面对塞米拉米斯如诅咒一样撂下的狠话,米梯斯却淡然一笑,面色憔悴。她双手紧紧捂着自己的右腰,不堪忍受从那处隐隐传来,且越加厉害的痛楚,慢慢蹲下身来,额上满是汗珠……
“你没事吧?”不知什么时候走到她面前的尼撒,居高临下俯视着她,虽然语气冰冷得一层不变,但起码这次是他主动走到自己面前的。
“臣妾没事。”米梯斯摇摇头,尽管被疼痛夺去了颊上粉透的润泽,但她还是在尼撒面前挤出了一丝艰涩的微笑。为他第一次关心自己。
可是才不过一会儿,就听见房内的衣夫瓦尔惊叫。“陛下……”
尼撒应声回过头,但看见已被侍卫放开,倒在床上紧闭双目的塞米拉米斯。
见此一幕,尼撒神色大变。他急忙大跨步走到床前,从床沿上扶起她瘫软的上半身揽进自己怀里,右手却在她的右腰袍服外无意摸着了一片温热的湿意,抬起手来一看,五指和掌心上竟是沾满了怵目的鲜血。他顿时大惊起身,对两名侍卫横眉怒目道。“你们谁伤了她?”
两名侍卫被吓得肝胆俱裂,容色尽失,双双跪到地上,一个劲儿地磕头请饶。
“陛下,确实怪不上他们,臣亲眼看见西络自己倒了下去。”衣夫瓦尔在一旁说出了实情。
“都愣着干什么?还不快去叫人。”眼下已顾不得谁是谁非的尼撒又是一阵急躁地暴喝,看着面如粉灰的她,他心疼到已是方寸大乱。
而在门外看着陷入惊慌的尼撒,米梯斯心里那些暖暖的泡沫瞬间幻灭,凉成了一片。她就知道会是这样,他爱塞米拉米斯,所做的一切都是为了她,包括杀死曼丽坎木……只是,不晓得他知道了自己的心上人之所以会变成这样,全是因为他杀了她最重要的姐姐,会是什么反应?
塞米拉米斯躺在柔软的床榻上,虽睡犹醒。一整晚一整晚的噩梦缠绵,让她根本不能安然入眠。
到底发生了什么?她迫切想要忘记。
原来事过这么多年,就惟她一人一直被蒙在鼓里,多次拜托里斯浦帮自己寻找皇姐的下落,他都总是闪烁其词。原来他早就知道曼丽坎木在什么地方,只是配合着尼撒以及很多很多人瞒着自己。
为什么?
缓缓睁开因被泪水泡肿而紧绷绷的眼皮,塞米拉米斯两眼空洞的盯着上方的天花板,一动也不动。

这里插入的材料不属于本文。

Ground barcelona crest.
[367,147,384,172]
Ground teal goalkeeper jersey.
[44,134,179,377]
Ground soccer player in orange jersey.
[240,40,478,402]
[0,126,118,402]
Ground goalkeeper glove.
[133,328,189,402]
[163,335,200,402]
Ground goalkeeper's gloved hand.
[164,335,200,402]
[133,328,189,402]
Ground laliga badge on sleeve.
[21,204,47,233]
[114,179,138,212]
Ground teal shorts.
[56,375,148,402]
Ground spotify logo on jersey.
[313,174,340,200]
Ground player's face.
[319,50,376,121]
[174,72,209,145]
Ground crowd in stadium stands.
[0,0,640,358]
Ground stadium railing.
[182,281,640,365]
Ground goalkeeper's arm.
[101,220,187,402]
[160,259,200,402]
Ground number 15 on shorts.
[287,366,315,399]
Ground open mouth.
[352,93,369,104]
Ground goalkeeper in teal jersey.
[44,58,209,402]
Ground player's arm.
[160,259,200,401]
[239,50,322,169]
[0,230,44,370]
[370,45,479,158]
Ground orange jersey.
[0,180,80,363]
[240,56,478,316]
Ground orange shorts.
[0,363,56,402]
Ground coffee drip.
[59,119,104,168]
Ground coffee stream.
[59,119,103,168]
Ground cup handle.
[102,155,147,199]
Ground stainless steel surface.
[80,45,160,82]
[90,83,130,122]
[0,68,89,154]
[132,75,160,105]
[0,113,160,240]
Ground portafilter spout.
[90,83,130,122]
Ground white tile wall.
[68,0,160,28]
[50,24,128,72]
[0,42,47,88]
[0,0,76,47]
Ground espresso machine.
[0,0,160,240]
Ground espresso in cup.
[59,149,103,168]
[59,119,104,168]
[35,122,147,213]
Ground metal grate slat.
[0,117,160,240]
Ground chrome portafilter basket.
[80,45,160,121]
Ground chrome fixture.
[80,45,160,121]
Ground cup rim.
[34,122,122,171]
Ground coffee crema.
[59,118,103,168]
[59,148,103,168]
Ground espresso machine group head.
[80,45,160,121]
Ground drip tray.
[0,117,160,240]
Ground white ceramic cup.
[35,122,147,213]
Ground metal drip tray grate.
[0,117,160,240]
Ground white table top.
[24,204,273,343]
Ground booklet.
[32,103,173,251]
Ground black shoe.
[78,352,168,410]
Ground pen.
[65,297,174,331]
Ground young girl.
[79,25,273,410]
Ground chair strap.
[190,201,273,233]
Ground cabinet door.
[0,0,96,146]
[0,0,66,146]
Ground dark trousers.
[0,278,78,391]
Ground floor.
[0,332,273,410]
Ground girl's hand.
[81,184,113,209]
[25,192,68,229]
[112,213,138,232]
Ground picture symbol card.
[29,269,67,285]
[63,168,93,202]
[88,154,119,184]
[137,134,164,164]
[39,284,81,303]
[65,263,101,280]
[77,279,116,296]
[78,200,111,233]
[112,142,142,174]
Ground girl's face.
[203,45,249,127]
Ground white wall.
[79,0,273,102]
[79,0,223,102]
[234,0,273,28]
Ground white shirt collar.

“殿下,陛下命奴婢来为殿下换药。”这时,一个端着托盘的小宫婢从外面走进来,双膝跪在屋子中央。
塞米拉米斯没有理会她,依旧自顾望着天花板发呆。
“殿下,陛下命奴婢来为殿下换药。”见床上的人毫无反应,小宫婢怕是自己声小让她没听见,便又壮着胆子重复了一遍。语气诺诺,却明显比第一次大声了不少。
“殿下……?”见她不但没有反应,还干脆把头转向了窗外。小宫婢难免心虚起来,端着托盘的手臂也开始细细颤抖。
可是,塞米拉米斯虽然没有回答她,却是干脆地翻身下了床。
“那是什么地方?”她指着窗外向小宫婢问道。
“回殿下,那是处刑场。”小宫婢刚老老实实的回完话,就看见塞米拉米斯已向她走来。便立即急言阻止。“殿下,你要去哪里?陛下说你现在只能留在房间里。”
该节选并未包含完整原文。